One evening, Madison climbs onto the roof with a flashlight and exchanges signals with the light in the Dead Zone, leading her to believe that someone might be alive out there. She sneaks outside the fence to investigate and finds evidence that the Guardsmen killed civilians, including many uninfected. She returns to camp and mentions this to Daniel, who describes his experience in El Salvador during an illness outbreak, when the sick were taken by the military under the guise of receiving hospitalization but were instead executed. A new military doctor arrives at the camp, Dr. Exner, who quickly determines that Liza has lied about her experience as a nurse; however, because Liza does seem knowledgeable in medicine, and due to general lack of medical staff, Exner requests that Liza joins medical staff at a nearby military hospital. During a medical inspection, Exner advises that Griselda be taken to the military hospital to have her wounds be properly treated; Griselda agrees to go only if Daniel can join her, which Exner accepts. When soldiers arrive to pick them up, however, they state that Daniel is not permitted to go with her, but that they will be taking Nick; he tries to run away but is unsuccessful, and is forcefully loaded into a truck and taken away, despite protests from his family. Soon after, Liza voluntarily leaves on another truck, revealing that she accepted Exner's earlier offer, though she is reluctant about having to leave Chris behind. Later that night, Travis climbs up to the roof and sees the signal from the Dead Zone. Moments later, however, he sees and hears gunfire coming from the same window, followed by darkness.

== Reception ==
"Not Fade Away" received very positive reviews from critics. On Rotten Tomatoes, it garnered an 86% rating with an average score of 6.59/10 based on 24 reviews. The site consensus reads: "'Not Fade Away' presents an overall gripping look at a society staring into the abyss, even if it would benefit from characters with greater depth."

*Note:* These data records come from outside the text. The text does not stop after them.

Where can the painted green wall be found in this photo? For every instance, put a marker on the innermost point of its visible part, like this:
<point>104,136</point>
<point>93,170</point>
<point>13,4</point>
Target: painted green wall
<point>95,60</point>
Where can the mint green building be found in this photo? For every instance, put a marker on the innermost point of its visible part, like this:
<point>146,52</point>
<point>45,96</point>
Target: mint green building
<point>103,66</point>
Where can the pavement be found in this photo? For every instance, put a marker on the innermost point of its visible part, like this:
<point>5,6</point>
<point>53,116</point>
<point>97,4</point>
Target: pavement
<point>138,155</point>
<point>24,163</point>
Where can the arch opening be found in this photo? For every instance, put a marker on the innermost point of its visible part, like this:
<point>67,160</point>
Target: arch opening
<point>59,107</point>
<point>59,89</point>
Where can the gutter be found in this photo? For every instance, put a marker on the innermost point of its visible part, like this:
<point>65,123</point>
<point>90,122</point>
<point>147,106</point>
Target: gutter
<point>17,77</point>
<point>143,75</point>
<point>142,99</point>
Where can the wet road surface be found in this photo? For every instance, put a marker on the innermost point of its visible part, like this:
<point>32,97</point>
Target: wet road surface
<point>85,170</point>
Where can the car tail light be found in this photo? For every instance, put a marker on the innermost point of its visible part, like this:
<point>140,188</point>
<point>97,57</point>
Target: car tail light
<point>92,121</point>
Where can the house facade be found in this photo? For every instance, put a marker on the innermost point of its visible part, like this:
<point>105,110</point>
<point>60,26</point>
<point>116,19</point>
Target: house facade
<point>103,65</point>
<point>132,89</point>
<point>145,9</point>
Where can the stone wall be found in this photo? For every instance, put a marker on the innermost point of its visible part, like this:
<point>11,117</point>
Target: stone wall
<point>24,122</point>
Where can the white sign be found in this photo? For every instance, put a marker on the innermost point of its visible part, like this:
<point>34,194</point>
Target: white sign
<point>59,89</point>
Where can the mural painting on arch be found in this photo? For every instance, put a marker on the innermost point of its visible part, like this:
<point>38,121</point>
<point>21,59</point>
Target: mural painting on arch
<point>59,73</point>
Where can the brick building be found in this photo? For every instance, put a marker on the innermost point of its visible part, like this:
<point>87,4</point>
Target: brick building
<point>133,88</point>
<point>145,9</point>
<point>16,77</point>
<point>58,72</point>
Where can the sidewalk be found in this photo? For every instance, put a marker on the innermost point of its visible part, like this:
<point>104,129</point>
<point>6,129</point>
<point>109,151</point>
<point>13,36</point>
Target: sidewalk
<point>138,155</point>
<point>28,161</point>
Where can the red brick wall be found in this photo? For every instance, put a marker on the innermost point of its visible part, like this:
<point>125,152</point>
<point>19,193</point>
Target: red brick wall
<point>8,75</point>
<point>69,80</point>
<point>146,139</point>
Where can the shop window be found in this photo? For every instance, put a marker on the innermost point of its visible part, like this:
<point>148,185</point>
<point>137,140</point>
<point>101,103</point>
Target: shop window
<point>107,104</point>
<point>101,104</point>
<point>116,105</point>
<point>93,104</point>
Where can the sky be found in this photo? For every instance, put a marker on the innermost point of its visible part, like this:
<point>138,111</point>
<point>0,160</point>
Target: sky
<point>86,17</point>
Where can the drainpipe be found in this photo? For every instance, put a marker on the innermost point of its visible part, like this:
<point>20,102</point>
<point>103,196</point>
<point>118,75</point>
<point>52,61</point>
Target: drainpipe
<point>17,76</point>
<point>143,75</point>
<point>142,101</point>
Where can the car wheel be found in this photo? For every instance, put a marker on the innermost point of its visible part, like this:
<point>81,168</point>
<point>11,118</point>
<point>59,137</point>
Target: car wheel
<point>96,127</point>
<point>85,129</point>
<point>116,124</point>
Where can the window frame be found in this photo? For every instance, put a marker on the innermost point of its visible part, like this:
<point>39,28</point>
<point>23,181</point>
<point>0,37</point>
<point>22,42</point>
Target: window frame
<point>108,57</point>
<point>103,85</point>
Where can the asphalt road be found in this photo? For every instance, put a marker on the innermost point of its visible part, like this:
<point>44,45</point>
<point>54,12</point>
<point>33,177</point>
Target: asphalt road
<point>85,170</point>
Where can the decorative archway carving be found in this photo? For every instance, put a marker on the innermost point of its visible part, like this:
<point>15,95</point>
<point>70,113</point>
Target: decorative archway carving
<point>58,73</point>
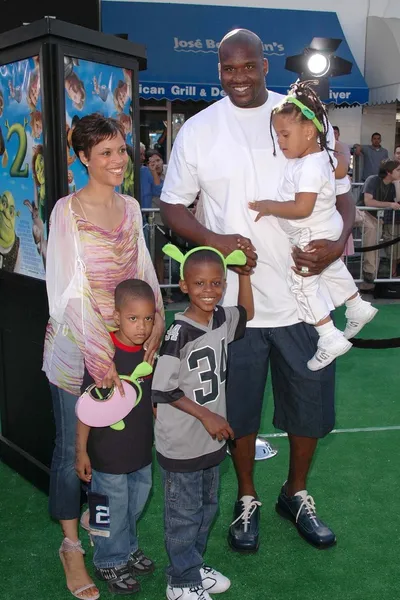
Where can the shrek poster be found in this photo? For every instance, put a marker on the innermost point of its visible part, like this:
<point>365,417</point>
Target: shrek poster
<point>23,216</point>
<point>94,87</point>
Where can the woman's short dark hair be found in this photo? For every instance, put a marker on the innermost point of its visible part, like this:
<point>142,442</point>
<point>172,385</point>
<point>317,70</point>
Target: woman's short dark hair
<point>388,166</point>
<point>93,129</point>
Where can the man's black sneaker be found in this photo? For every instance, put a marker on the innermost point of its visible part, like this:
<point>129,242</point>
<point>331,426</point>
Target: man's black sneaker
<point>300,509</point>
<point>139,564</point>
<point>243,533</point>
<point>119,580</point>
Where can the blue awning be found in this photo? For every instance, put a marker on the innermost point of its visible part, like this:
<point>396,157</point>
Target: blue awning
<point>182,44</point>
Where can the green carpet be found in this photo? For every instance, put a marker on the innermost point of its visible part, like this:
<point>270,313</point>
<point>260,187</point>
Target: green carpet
<point>353,481</point>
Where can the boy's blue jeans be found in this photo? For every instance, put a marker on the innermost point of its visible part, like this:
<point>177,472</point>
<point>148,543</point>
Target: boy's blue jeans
<point>127,495</point>
<point>190,505</point>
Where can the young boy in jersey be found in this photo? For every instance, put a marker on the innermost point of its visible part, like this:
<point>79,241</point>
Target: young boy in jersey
<point>191,430</point>
<point>117,464</point>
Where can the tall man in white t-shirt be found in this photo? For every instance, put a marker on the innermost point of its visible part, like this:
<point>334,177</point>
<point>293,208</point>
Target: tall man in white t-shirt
<point>226,151</point>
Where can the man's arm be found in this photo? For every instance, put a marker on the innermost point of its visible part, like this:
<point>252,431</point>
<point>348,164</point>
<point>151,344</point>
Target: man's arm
<point>181,220</point>
<point>319,254</point>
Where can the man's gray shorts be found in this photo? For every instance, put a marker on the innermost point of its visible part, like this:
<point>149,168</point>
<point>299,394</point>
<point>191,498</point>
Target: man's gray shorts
<point>304,399</point>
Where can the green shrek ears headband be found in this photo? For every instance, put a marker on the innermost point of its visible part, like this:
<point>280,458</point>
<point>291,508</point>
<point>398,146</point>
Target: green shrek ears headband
<point>237,257</point>
<point>307,112</point>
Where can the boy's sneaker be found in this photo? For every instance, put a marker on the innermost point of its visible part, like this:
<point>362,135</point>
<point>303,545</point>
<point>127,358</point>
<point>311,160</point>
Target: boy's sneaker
<point>213,581</point>
<point>357,317</point>
<point>139,564</point>
<point>329,347</point>
<point>196,592</point>
<point>119,580</point>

Matt Fowler of IGN gave "Not Fade Away" a 7.8/10 rating stating: "Fear the Walking Dead changed things up dramatically during its first season by skipping ahead and time and placing our characters in an army-occupied neighborhood. And while the threat of a crumbling military, who may operating on orders to overreact, is a great hook, the show still gets bogged down in familial bickering. Two of the best moments in 'Not Fade Away' involved characters exploding because they couldn't take the same inane BS. Alicia actually yelled at Travis and Madison for getting caught up in petty nonsense. And then later, Madison smacked up Nick for being the same fool addict he's always been, despite the entire country falling apart. Right then, in these moments, these characters were us."

===Ratings===
"Not Fade Away" was seen by 6.62 million viewers in the United States on its original air date, nearly half a million less than the previous episode.